I’m trying to develop a set of guidelines, a starting point for debate if you like, regarding how to develop emotionally adaptive computer games for my PhD. The concept behind such games is very simple; keep the player more entertained, for longer. Should she get bored whilst playing, introduce some new and fun elements to the game to heighten her interest. If she is getting too stressed to enjoy playing the game, make the game calm down a little, allowing her to relax and enjoy the experience. As part of my PhD project I have already developed such a game. It uses physiology in conjunction with gaming context to determine the player’s changing emotional state, and adapts accordingly.

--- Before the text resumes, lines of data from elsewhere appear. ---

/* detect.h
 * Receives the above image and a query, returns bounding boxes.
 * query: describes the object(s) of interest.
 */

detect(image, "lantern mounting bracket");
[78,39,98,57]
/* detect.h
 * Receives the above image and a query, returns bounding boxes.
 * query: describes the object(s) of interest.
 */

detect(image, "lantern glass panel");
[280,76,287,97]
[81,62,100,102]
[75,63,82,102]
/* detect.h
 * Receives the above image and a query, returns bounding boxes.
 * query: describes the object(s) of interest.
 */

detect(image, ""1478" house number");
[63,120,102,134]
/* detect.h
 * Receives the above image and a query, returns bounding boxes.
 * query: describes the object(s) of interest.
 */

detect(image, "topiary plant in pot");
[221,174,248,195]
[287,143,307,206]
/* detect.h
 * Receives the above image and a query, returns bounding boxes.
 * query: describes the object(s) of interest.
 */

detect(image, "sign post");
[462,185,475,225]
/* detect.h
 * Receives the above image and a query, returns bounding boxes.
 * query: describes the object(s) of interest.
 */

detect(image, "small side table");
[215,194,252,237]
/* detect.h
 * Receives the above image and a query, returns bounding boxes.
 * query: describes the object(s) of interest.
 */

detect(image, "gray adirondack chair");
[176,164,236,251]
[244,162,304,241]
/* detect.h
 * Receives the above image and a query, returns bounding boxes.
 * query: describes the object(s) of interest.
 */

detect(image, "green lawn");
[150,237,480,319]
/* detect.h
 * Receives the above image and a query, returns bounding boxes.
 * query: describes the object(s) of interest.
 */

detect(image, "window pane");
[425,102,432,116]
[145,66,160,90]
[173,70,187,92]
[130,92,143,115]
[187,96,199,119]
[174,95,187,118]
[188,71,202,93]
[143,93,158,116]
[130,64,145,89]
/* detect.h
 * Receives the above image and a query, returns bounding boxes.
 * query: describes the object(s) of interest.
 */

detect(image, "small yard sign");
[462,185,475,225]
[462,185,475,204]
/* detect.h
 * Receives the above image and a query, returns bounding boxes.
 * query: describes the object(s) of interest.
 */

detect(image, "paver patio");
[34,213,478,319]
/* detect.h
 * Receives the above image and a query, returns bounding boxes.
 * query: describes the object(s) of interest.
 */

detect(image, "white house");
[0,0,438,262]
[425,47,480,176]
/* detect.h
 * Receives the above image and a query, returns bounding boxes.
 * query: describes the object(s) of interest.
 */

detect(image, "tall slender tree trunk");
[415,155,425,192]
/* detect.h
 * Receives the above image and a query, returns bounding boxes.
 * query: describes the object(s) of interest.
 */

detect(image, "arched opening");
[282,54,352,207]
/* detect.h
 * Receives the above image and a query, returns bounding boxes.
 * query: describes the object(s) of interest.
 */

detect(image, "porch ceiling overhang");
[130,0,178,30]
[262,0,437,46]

The game I’ve developed is called TEDDI (Transient Emotion Detecting Designed Interface), and is a Minesweeper style game with some role playing game elements introduced. Think PuzzleQuest, but with Minesweeper, and two boards rather than just the one.

The reason I’m starting this blog is so that all you gamers out there can help me develop my set of guidelines. I’m really looking for your input, any thoughts you may have regarding the big picture of this, or more specifically on the topics of a particular post. Any thoughts/ideas that end up in my thesis will be referenced appropriately, I’m not out to steal your ideas! However, getting expert gamers thoughts will increase the credibility of my work, so I really need you guys!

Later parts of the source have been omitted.